Die biotechnologische Industrie verwendet Restriktionsenzyme, um DNA zu kartieren sowie sie für den Einsatz in der Gentechnik zu schneiden und zu spleißen. In Bakterien gefunden, erkennt ein Restriktionsenzym eine bestimmte DNA-Sequenz, bindet sich daran und durchtrennt dann das Rückgrat der Doppelhelix. Die ungleichmäßigen oder „klebrigen“ Enden, die aus dem Schnitt resultieren, werden durch das Ligase-Enzym wieder zusammengefügt, berichtet das Dolan DNA Learning Center. Restriktionsenzyme haben zu bedeutenden Fortschritten in der Biotechnologie geführt.
Frühe Geschichte
Laut Access Excellence haben die Wissenschaftler Werner Arbor und Stewart Linn zwei Enzyme identifiziert, die das Wachstum von Viren in E. coli-Bakterien in den 1960er Jahren. Sie entdeckten, dass eines der Enzyme, das als „Restriktionsnuklease“ bezeichnet wird, die DNA an verschiedenen Stellen entlang des DNA-Strangs schneidet. Dieses Enzym hat das Molekül jedoch an zufälligen Stellen durchtrennt. Biotechnologen brauchten ein Werkzeug, das DNA an bestimmten Stellen konsistent schneiden konnte.
Bahnbrechende Entdeckung
1968 wurde H. O. Smith, K. W. Wilcox und T. J. Kelley isolierte das erste Restriktionsenzym HindII, das wiederholt DNA-Moleküle an einer bestimmten Stelle – dem Zentrum der Sequenz – bei Johns Hopkins Universität. Laut Access Excellence wurden seither mehr als 900 Restriktionsenzyme unter 230 Bakterienstämmen identifiziert.
DNA-Mapping
DNA-Genome können laut der Medicine Encyclopedia durch den Einsatz von Restriktionsenzymen kartiert werden. Durch die Bestimmung der Reihenfolge der Restriktionsenzympunkte im Genom – also der Stellen, an denen sich das Enzym anheftet – können Wissenschaftler die DNA analysieren. Diese als Restriktionsfragmentlängenpolymorphismus bekannte Technik kann bei der DNA-Typisierung hilfreich sein, insbesondere wenn die Identität eines DNA-Fragments von einem Tatort überprüft werden muss.

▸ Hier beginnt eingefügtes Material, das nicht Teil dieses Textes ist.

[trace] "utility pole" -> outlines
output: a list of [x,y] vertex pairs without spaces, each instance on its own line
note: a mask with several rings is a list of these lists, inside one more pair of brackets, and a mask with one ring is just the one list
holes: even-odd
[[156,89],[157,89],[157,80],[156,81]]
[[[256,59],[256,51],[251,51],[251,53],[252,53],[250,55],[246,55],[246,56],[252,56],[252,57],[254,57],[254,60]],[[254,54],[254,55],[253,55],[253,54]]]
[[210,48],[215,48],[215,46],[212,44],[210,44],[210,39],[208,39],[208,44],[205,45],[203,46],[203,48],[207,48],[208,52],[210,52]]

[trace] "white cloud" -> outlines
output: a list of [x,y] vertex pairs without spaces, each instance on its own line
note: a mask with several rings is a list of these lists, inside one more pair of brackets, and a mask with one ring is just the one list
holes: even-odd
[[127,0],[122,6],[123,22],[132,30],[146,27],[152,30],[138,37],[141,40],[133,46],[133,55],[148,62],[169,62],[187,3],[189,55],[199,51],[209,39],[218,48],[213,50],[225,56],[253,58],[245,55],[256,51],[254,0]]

Generierung rekombinanter DNA
Die Verwendung von Restriktionsenzymen ist entscheidend bei der Erzeugung rekombinanter DNA, die das Zusammenfügen von DNA-Fragmenten aus zwei nicht verwandten Organismen ist. In den meisten Fällen wird ein Plasmid (bakterielle DNA) mit einem Gen eines zweiten Organismus kombiniert. Während des Prozesses verdauen oder schneiden Restriktionsenzyme die DNA sowohl der Bakterien als auch des anderen Organismus, was zu DNA-Fragmenten mit kompatiblen Enden führt, berichtet die Medicine Encyclopedia. Diese Enden werden dann durch die Verwendung eines anderen Enzyms oder einer Ligase zusammengeklebt.

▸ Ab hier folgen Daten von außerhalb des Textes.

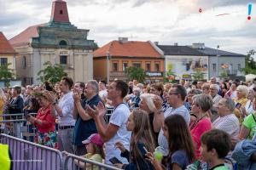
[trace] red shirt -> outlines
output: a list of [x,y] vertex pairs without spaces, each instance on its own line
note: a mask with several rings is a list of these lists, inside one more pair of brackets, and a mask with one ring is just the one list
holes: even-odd
[[35,126],[38,128],[39,133],[48,133],[55,130],[55,117],[51,114],[51,105],[49,105],[45,110],[43,110],[41,107],[37,114],[36,118],[42,122],[41,124],[34,122]]

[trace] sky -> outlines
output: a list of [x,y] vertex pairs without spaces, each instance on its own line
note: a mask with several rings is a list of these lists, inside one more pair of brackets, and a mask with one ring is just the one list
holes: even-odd
[[[204,42],[209,48],[219,45],[219,49],[242,54],[256,50],[256,0],[66,2],[71,23],[89,29],[88,39],[100,47],[128,37],[160,45]],[[10,39],[28,26],[48,22],[51,3],[51,0],[0,0],[0,31]]]

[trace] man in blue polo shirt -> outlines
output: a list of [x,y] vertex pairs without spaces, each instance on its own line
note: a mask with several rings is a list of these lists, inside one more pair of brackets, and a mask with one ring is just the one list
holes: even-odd
[[89,81],[85,86],[84,92],[87,99],[81,100],[81,93],[77,88],[74,88],[73,99],[75,106],[73,110],[73,118],[76,119],[74,128],[74,150],[78,156],[87,153],[82,141],[85,140],[92,133],[97,133],[94,120],[88,115],[84,108],[85,105],[93,107],[102,101],[98,95],[99,88],[96,81]]

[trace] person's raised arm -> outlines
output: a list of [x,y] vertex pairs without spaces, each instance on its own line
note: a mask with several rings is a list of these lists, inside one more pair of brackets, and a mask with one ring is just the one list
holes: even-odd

Arten von Restriktionsenzymen
Nach Angaben der University of Strathclyde in Glasgow gibt es drei Haupttypen von Restriktionsenzymen. Typ I unterscheidet eine bestimmte Sequenz entlang des DNA-Moleküls, durchtrennt aber nur einen Strang der Doppelhelix. Außerdem emittiert es an der Schnittstelle Nukleotide. Ein weiteres Enzym muss folgen, um den zweiten DNA-Strang zu schneiden. Typ II erkennt eine bestimmte Sequenz und schneidet beide DNA-Stränge nahe oder innerhalb der Zielstelle. Typ III schneidet die beiden DNA-Stränge in einem vorbestimmten Abstand von der Erkennungsstelle.